Il a été, jusqu'au bout d'une lutte acharnée, un homme magnifique et bouleversant, qui n'a jamais rien concédé, ni sur son talent, ni sur ses convictions.
Il nous laisse orphelins de son immense héritage.
Ce soir est un soir de deuil pour la France mais aussi pour l’art car l'admiration suscitée par l'œuvre de Patrice Chéreau allait bien au-delà de nos frontières.

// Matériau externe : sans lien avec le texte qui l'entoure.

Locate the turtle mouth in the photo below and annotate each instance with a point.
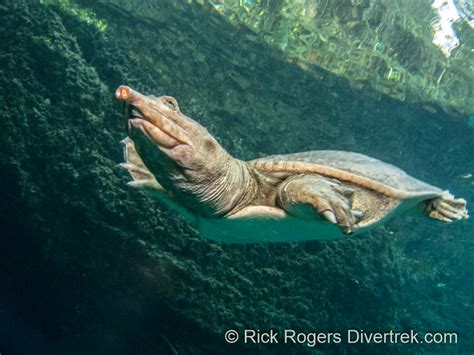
(137, 122)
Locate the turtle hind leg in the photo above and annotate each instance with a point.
(446, 208)
(310, 196)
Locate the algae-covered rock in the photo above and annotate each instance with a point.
(89, 266)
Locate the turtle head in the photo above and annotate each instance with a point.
(180, 152)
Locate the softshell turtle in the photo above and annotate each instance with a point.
(304, 196)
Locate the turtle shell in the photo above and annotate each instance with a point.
(355, 168)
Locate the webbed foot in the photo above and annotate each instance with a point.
(446, 208)
(326, 197)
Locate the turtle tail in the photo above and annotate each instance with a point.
(142, 177)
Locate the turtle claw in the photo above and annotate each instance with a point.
(446, 208)
(330, 216)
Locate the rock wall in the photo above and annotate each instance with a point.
(90, 266)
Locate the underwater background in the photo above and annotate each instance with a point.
(90, 266)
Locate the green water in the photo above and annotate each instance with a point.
(90, 266)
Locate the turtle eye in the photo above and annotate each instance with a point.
(170, 102)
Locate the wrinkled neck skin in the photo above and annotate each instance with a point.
(218, 192)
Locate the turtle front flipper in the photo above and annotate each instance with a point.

Acteur, metteur en scène de théâtre et d'opéra, metteur en scène de cinéma, directeur de quelques-unes des plus belles aventures de la décentralisation théâtrale, notamment les Amandiers avec Catherine Tasca, il avait un sens aigu de la transmission et faisait de chaque plateau une véritable école de la vie. Il recherchait l’épure et la sobriété, qui était le plus bel hommage qu’il rendait aux textes et aux interprètes. Cela reposait sur une profonde confiance dans les auteurs et les comédiens. Chacun allant au cœur de lui-même, il se dégageait force et puissance de ses mises en scène. Celle d’Elektra au festival d’Aix en juillet dernier en fut à la fois le symbole, la quintessence et le testament. Elle fut l’ultime preuve, si besoin était, que Patrice Chéreau fait désormais partie des grands classiques du théâtre.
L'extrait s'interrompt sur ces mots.